Systems Neuroscience and Neurotechnology Unit, Neurocenter, Faculty of Medicine, Saarland University & School of Engineering, htw saar, Germany.
Summer Program, Japan Society for the Promotion of Science (JSPS), Tokyo.
J Biophotonics. 2022 Aug;15(8):e202100330. doi: 10.1002/jbio.202100330. Epub 2022 May 15.

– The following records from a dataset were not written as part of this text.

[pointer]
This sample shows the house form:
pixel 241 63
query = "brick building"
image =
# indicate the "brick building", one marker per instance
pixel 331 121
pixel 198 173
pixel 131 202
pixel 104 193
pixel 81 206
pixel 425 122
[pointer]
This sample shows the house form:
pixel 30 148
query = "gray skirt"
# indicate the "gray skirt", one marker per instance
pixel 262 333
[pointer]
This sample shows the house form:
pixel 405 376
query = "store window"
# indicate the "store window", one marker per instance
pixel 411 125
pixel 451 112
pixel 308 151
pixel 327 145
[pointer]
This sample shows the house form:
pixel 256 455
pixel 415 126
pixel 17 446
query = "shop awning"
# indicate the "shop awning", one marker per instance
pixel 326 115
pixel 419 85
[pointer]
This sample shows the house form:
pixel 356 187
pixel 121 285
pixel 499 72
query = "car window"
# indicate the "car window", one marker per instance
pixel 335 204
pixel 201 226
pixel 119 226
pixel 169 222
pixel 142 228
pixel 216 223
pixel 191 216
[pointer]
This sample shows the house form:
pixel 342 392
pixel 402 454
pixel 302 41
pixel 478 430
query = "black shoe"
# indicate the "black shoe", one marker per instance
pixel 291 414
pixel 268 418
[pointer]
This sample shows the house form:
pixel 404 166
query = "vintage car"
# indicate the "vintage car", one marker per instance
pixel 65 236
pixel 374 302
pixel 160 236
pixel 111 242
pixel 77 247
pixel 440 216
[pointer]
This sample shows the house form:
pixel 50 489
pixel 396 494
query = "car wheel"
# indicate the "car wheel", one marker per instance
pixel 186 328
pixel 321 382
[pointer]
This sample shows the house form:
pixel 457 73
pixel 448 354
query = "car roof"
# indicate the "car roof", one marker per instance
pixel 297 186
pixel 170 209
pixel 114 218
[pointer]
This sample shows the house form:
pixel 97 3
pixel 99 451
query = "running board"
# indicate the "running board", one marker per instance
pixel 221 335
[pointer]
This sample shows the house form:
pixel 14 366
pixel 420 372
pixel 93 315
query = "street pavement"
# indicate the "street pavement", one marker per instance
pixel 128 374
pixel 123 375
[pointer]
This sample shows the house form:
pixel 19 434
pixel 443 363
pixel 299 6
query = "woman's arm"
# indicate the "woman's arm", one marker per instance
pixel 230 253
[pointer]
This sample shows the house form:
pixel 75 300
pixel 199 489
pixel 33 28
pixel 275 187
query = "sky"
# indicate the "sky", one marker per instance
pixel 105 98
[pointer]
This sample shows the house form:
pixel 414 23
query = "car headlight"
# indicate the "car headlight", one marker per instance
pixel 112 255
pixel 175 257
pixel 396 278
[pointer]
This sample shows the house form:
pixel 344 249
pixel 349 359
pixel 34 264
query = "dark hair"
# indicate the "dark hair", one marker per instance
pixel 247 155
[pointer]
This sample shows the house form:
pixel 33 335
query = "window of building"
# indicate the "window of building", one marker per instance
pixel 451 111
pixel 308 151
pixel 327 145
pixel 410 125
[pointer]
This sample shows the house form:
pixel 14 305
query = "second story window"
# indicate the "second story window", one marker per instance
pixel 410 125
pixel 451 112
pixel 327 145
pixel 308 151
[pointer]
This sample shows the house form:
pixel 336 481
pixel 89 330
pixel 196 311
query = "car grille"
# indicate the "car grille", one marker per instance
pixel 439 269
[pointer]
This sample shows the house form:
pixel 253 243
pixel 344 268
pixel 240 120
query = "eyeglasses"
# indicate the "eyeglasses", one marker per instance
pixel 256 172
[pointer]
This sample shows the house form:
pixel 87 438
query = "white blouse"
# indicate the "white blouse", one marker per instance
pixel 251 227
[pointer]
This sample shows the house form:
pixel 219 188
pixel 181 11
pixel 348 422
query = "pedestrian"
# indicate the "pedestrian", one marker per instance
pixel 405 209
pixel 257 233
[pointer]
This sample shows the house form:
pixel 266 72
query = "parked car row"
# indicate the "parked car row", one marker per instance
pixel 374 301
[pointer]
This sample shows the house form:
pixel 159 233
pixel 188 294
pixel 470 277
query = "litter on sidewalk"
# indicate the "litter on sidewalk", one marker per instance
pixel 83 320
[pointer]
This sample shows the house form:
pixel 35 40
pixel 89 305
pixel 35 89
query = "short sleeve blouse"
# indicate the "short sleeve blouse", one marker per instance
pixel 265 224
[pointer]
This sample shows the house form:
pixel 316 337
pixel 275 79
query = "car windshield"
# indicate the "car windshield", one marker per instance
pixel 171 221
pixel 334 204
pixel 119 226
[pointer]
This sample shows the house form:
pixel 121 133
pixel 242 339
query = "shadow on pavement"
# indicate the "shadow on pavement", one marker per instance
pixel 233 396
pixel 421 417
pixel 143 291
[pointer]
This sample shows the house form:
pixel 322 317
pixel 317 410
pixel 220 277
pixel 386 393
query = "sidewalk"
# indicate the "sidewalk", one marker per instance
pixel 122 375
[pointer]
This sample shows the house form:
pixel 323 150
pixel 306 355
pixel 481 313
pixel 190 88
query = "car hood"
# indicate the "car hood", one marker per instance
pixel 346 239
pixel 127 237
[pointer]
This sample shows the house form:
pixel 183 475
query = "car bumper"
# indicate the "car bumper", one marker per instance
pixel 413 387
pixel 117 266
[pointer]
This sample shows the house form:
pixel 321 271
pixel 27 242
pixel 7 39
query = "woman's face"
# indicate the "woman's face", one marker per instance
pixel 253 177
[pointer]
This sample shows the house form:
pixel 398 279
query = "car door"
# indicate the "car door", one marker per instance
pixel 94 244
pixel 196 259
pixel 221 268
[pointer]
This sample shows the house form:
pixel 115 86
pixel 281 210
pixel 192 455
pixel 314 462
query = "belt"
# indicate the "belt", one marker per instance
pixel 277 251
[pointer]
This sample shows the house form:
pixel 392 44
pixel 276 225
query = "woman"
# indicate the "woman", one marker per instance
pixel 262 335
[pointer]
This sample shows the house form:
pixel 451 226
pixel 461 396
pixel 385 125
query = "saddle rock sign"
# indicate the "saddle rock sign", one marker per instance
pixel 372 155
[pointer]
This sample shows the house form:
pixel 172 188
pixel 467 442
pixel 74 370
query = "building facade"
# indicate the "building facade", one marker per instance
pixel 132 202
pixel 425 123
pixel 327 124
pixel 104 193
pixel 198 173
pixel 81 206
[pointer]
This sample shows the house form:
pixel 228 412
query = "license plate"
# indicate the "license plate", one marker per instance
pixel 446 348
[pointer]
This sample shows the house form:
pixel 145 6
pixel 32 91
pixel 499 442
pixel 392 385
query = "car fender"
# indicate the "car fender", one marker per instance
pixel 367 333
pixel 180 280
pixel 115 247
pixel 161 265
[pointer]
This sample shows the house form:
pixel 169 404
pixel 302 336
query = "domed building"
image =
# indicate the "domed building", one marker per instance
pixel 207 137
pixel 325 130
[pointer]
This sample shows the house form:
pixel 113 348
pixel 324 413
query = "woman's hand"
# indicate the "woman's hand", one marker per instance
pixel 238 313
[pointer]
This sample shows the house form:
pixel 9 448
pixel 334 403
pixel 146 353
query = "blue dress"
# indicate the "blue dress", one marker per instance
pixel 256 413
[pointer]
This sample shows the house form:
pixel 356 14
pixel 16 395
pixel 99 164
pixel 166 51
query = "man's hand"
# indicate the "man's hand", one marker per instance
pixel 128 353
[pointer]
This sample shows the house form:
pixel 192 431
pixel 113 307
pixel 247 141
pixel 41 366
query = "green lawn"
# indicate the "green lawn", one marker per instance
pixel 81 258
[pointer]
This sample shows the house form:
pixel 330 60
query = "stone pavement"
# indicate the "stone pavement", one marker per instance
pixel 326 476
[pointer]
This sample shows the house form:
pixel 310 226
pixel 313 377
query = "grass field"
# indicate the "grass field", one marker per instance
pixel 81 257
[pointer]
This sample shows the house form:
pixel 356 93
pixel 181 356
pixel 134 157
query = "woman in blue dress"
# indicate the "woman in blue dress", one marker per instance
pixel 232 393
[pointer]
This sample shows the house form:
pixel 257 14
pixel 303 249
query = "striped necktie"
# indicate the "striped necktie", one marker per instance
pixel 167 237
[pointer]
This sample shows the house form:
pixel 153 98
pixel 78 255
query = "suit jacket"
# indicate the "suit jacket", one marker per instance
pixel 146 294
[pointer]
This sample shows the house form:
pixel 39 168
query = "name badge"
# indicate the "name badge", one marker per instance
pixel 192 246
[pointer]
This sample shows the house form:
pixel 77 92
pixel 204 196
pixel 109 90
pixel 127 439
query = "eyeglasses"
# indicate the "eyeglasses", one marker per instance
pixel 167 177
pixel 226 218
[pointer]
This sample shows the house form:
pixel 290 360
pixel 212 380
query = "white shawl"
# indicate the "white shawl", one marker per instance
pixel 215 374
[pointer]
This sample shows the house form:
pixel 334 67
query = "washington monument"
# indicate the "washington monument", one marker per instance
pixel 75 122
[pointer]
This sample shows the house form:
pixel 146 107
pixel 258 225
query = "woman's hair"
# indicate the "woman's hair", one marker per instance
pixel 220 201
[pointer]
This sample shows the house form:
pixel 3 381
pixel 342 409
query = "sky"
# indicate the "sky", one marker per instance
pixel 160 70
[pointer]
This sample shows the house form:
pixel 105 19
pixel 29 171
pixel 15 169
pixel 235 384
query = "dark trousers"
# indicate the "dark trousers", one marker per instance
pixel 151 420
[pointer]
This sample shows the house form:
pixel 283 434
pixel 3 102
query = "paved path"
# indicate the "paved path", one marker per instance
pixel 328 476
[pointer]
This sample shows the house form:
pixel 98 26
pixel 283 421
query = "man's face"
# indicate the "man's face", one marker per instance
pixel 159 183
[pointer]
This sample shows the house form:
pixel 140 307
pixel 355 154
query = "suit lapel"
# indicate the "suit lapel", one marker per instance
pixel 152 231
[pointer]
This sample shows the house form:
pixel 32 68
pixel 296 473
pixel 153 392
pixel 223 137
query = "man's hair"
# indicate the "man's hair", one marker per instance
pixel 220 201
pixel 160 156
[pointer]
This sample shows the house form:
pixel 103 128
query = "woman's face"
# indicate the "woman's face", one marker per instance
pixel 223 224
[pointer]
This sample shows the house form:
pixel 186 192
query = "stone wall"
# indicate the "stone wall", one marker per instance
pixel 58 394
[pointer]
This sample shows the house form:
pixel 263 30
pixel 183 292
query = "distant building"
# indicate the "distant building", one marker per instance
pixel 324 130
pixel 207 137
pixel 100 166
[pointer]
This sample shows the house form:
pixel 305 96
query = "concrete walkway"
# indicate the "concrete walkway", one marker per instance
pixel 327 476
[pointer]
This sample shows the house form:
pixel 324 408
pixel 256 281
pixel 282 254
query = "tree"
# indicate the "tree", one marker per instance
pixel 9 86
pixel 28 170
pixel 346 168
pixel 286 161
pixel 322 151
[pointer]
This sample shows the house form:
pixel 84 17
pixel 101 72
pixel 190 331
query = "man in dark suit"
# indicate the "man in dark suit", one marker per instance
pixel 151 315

Functional 2-photon microscopy is a key technology for imaging neuronal activity. The recorded image sequences, however, can contain non-rigid movement artifacts which requires high-accuracy movement correction. Variational optical flow (OF) estimation is a group of methods for motion analysis with established performance in many computer vision areas. However, it has yet to be adapted to the statistics of 2-photon neuroimaging data. In this work, we present the motion compensation method Flow-Registration that outperforms previous alignment tools and allows to align and reconstruct even low signal-to-noise ratio 2-photon imaging data and is able to compensate high-divergence displacements during local drug injections. The method is based on statistics of such data and integrates previous advances in variational OF estimation. Our method is available as an easy-to-use ImageJ/FIJI plugin as well as a MATLAB toolbox with modular, object oriented file IO, native multi-channel support and compatibility with existing 2-photon imaging suites.
功能 2 光子显微镜是一种用于成像神经元活动的关键技术。然而,记录的图像序列可能包含非刚性运动伪影,这需要高精度的运动校正。变分光流 (OF) 估计是一组用于运动分析的方法,在许多计算机视觉领域都具有良好的性能。然而,它尚未适应 2 光子神经成像数据的统计特性。在这项工作中,我们提出了运动补偿方法 Flow-Registration,它优于以前的对齐工具,甚至可以对齐和重建低信噪比的 2 光子成像数据,并能够补偿局部药物注射期间的高离散度位移。该方法基于此类数据的统计信息,并集成了变分 OF 估计的先前进展。我们的方法有一个易于使用的 ImageJ/FIJI 插件,以及一个 MATLAB 工具箱,具有模块化、面向对象的文件输入/输出、本机多通道支持以及与现有 2 光子成像套件的兼容性。